The edstr package extracts structured variables from clinical free text stored in a Clinical Data Warehouse (EDS). The pipeline runs in four steps: configure, import, clean, extract. A fifth function, edstr_view(), lets you explore matches interactively without saving any files.
Pipeline overview
flowchart LR A["edstr_config()"] --> B["edstr_import()"] B --> C["edstr_clean()"] C --> D["edstr_extract()"] C -.-> E["edstr_view()"]
Each step (except edstr_view()) saves a cache file in the output directory: edstr_import() and edstr_clean() save Parquet files; edstr_extract() saves an RDS file (the result is a complex nested list). If the file already exists, behaviour depends on the edstr_overwrite option set in edstr_config().
Configuration
edstr_config() sets shared parameters used by all downstream functions. Two arguments are required: the output directory and the file name prefix.
edstr_config(
edstr_dirname = "output/fesf",
edstr_filename = "fesf",
edstr_text = "doc_texte",
edstr_overwrite = TRUE
)edstr_dirname and edstr_filename support glue syntax, e.g. "output/{Sys.Date()}".
Caching behaviour
edstr_overwrite = TRUE: overwrite without prompting.edstr_overwrite = FALSE: load the cached file without prompting.edstr_overwrite = NULL(default): prompt an interactive menu (load / overwrite / cancel).
Import
edstr_import() runs a SQL query against the Oracle database and saves the result.

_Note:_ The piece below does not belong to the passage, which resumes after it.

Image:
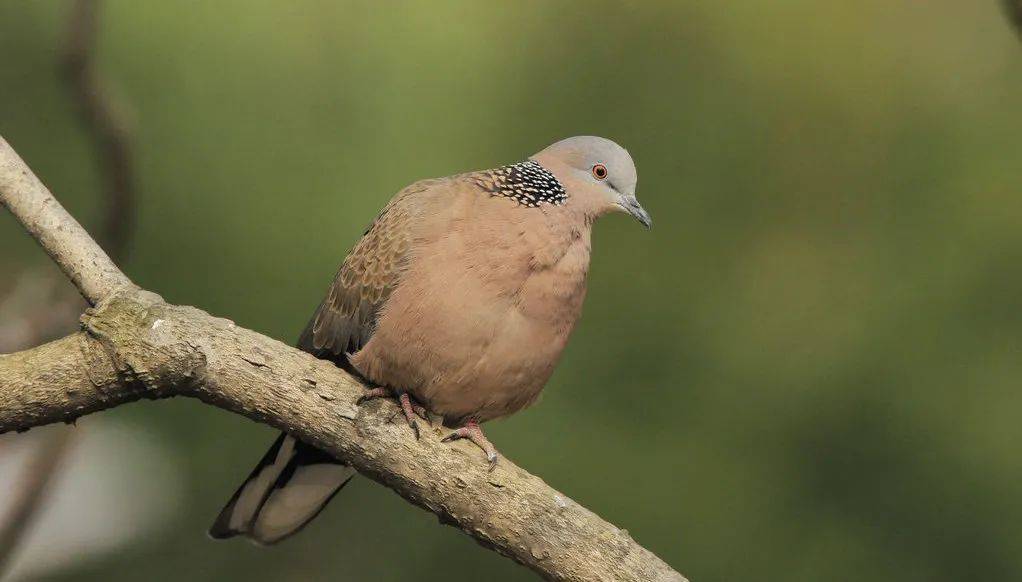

df_import <- edstr_import(
query = "sql/fesf.sql",
head = 500,
user = "my_user"
)The query argument accepts either a SQL string or a path to a .sql file. head limits the number of returned rows — useful during development.
Cleaning
edstr_clean() applies regex replacements to the text column. Cleaning patterns are defined as a named character vector (or a list of named vectors): names are patterns, values are replacements.
df_clean <- edstr_clean(
data = df_import,
replace = c("\\p{Zs}{2,}" = " ", "&" = "&")
)Reusable cleaning patterns
For complex patterns, define them in a separate R file and load them with
source():df_clean <- edstr_clean( data = df_import, replace = source(here::here("config/clean.R"))$value )
Extraction
edstr_extract() is the core of the pipeline. From cleaned text, it tokenises, matches concepts (regex), applies false-positive exclusions, and saves results as XLSX, JSON, and RDS files.
Concepts
Concepts are named regex patterns defining the clinical entities to search for. A simple vector creates independent concepts; a named list creates sub-concepts.
df_extract <- edstr_extract(
data = df_clean,
concepts = c(fracture = "fracture", femur = "f(e|é)mur|fesf"),
token = c(1, 2),
group = "id_pat"
)Collapse and intersect
Two modes alter extraction behaviour when multiple concepts are defined:
-
collapse = TRUE: combines all patterns into a single regex (logical OR). -
intersect = TRUE: keeps only documents matching all root concepts.
df_extract <- edstr_extract(
data = df_clean,
concepts = c(fracture = "fracture", femur = "f(e|é)mur|fesf"),
intersect = TRUE,
group = "id_pat"
)Exclusions
False positives can be filtered in two ways:
-
Manual: a regex pattern via
exclus_manual. -
Automatic: heuristics on long tokens (controlled by
exclus_auto_token_min).
df_extract <- edstr_extract(
data = df_clean,
concepts = c(fracture = "fracture"),
exclus_manual = "fracture ouverte",
exclus_auto_token_min = 10,
group = "id_pat"
)Interactive exploration
edstr_view() lets you test regex patterns without running a full extraction. This function does not save anything — it is designed for fast iteration.
df_view <- edstr_view(
data = df_clean,
pattern = "fractur",
ngrams = 3
)ngrams controls the number of tokens captured after the initial match: ngrams = 3 with pattern = "fractur" matches e.g. "fracture col femoral".
Output summary
edstr_extract() returns a nested list and saves three files:
| File | Contents |
|---|---|
.xlsx |
Excel workbook with one sheet per result type (extraction, counts, exclusions, mismatch, parameters) |
.json |
Full list with all intermediate objects (JSON format) |
.rds |
Full list with all intermediate objects (R-native, used for caching) |
The .rds file is the one automatically reloaded by the caching system when it already exists.